Discovery interviews are where investigations are won, and most analysts under-prepare for them and under-process them. AI transforms both ends of the interview while leaving the middle — the human conversation — alone.
Before: AI as prep partner
I'm a business analyst investigating a 40% quarter-over-quarter increase in refund costs at a coffee retailer (web store + 3 physical locations). I'm interviewing the customer support team lead for 30 minutes. Draft 8 questions: start broad, then probe for when the change started, what patterns support agents see (products, channels, reasons), and what data or systems would show it. Avoid leading questions — I don't want to plant my hypotheses. Then list 3 follow-up probes I should have ready if they mention a specific product or a specific time period.
The 'avoid leading questions' instruction matters: AI happily writes questions that presume your favorite theory, and interviewees happily confirm whatever you presume.
- Ask AI to role-play the interviewee for five minutes before a high-stakes conversation: 'Play a defensive warehouse manager who thinks this investigation is looking for someone to blame.' Rehearsing the hard version makes the real one easier.
- Have it draft a 30-second framing statement for opening the interview — what you're investigating, what you're not (blame), what happens to their input. Trust up front changes what people tell you.
After: synthesis with receipts
The post-interview move that separates professionals: synthesize the same day, with AI doing the heavy lift and you doing the judgment. The critical instruction is to demand verbatim quotes for every theme — an AI synthesis without quotes will occasionally invent a plausible theme nobody actually said, and you won't catch it three weeks later when it's in your findings deck.

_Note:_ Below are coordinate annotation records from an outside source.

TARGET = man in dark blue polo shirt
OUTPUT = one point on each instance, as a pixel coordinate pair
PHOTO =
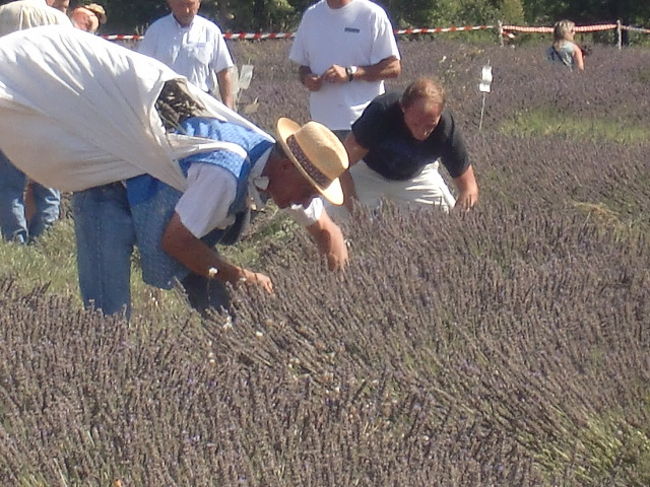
(395, 148)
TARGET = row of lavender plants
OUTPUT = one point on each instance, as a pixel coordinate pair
(506, 346)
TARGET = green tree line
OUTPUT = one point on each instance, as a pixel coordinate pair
(127, 16)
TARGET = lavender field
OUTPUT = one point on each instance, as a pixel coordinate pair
(504, 347)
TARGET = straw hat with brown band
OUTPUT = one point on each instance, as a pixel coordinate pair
(98, 10)
(317, 153)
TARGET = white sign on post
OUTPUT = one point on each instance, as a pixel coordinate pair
(245, 76)
(484, 86)
(486, 79)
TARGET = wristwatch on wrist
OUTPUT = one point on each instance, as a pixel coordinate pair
(350, 70)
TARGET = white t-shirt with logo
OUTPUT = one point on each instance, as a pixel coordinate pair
(358, 34)
(194, 51)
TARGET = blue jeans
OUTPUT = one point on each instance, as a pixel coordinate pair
(13, 223)
(105, 236)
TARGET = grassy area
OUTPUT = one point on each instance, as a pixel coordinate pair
(547, 121)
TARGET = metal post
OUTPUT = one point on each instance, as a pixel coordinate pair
(500, 29)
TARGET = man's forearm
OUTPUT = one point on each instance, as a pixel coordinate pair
(384, 69)
(467, 189)
(224, 78)
(330, 242)
(194, 254)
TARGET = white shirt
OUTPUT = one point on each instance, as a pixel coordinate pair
(25, 14)
(211, 190)
(195, 51)
(358, 34)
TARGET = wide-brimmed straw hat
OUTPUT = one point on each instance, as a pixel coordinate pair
(98, 10)
(317, 153)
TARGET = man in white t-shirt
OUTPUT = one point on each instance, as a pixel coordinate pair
(156, 163)
(192, 46)
(345, 49)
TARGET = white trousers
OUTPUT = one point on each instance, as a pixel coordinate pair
(427, 188)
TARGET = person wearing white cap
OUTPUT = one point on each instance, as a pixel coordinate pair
(156, 163)
(88, 17)
(24, 219)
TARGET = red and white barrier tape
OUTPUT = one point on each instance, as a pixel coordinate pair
(635, 29)
(579, 28)
(436, 30)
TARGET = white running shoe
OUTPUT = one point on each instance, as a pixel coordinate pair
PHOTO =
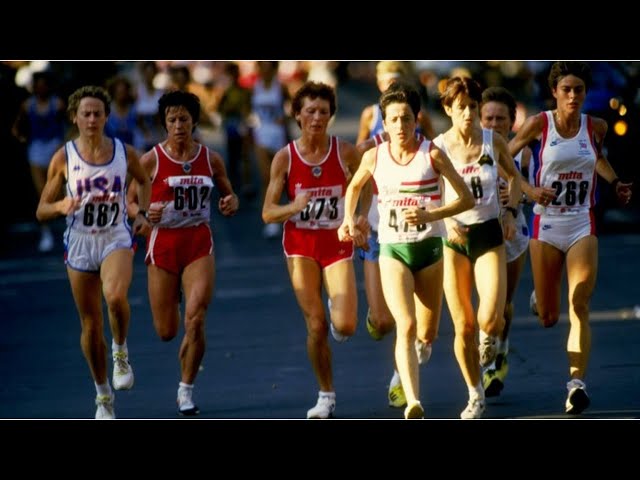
(122, 372)
(324, 408)
(475, 409)
(186, 406)
(105, 409)
(424, 351)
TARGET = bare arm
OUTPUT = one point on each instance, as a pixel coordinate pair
(530, 130)
(49, 207)
(604, 168)
(365, 120)
(141, 224)
(465, 199)
(424, 120)
(229, 202)
(512, 175)
(272, 211)
(148, 164)
(347, 230)
(366, 194)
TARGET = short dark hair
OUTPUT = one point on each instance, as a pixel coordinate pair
(92, 91)
(314, 90)
(501, 95)
(400, 92)
(582, 70)
(179, 98)
(458, 86)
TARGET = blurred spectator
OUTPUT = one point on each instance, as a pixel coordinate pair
(40, 124)
(269, 126)
(149, 130)
(235, 107)
(123, 119)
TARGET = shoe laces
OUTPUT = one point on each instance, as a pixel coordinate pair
(326, 402)
(104, 401)
(576, 383)
(184, 397)
(475, 406)
(121, 362)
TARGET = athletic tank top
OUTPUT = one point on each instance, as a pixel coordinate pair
(481, 176)
(185, 187)
(567, 165)
(101, 188)
(399, 186)
(327, 183)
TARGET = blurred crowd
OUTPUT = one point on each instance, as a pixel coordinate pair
(33, 97)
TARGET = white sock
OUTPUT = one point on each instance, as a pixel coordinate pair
(185, 386)
(331, 395)
(476, 392)
(395, 380)
(103, 389)
(119, 348)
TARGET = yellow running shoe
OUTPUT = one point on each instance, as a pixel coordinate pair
(414, 411)
(396, 396)
(376, 335)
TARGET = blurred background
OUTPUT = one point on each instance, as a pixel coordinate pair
(33, 97)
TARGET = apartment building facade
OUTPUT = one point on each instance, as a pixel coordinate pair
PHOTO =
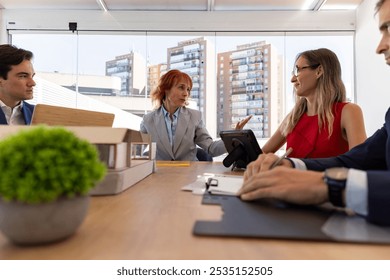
(249, 83)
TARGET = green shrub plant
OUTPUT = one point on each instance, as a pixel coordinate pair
(42, 164)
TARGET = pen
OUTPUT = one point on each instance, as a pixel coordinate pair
(279, 160)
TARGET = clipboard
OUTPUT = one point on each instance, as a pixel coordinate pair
(224, 184)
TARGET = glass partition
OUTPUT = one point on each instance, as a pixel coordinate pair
(234, 73)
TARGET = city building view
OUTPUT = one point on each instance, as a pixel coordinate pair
(233, 76)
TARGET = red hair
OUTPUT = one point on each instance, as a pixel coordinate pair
(166, 82)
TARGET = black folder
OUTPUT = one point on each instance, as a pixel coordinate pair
(274, 219)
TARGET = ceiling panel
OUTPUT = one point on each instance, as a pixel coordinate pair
(180, 5)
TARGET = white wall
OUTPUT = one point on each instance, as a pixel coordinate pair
(372, 73)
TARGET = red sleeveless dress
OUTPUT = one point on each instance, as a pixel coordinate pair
(308, 142)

Here are my notes/transcript from an interview with [role]. Synthesize into: (1) 3-6 themes, each with 1-2 VERBATIM quotes from the transcript as evidence — never paraphrase inside quote marks; (2) facts asserted that I should verify against data, as a checklist; (3) what this person believes is the cause, stated as THEIR belief, not as fact; (4) open questions this interview raises. If a theme has no direct quote supporting it, don't include it. [paste transcript]
Item 3 is the discipline that keeps you honest: interviewees hand you conclusions wearing the costume of observations. Label beliefs as beliefs until data promotes them.
Across multiple interviews, run a second pass: paste all the single-interview syntheses and ask for cross-interview patterns — where sources agree, where they contradict, and whose claims are checkable. Contradictions aren't noise; they're usually the most informative thing you collect. When support says 'it started in spring' and fulfillment says 'nothing changed on our end,' at least one of those is wrong in an interesting way.
Don't type prompts mid-conversation, and be careful with AI note-takers — in sensitive interviews (and a cost investigation is sensitive), a recording bot changes what people say. Take human notes, record only with consent, and save the AI for the same-day synthesis. The interview itself runs on eye contact and follow-ups, which remain stubbornly analog.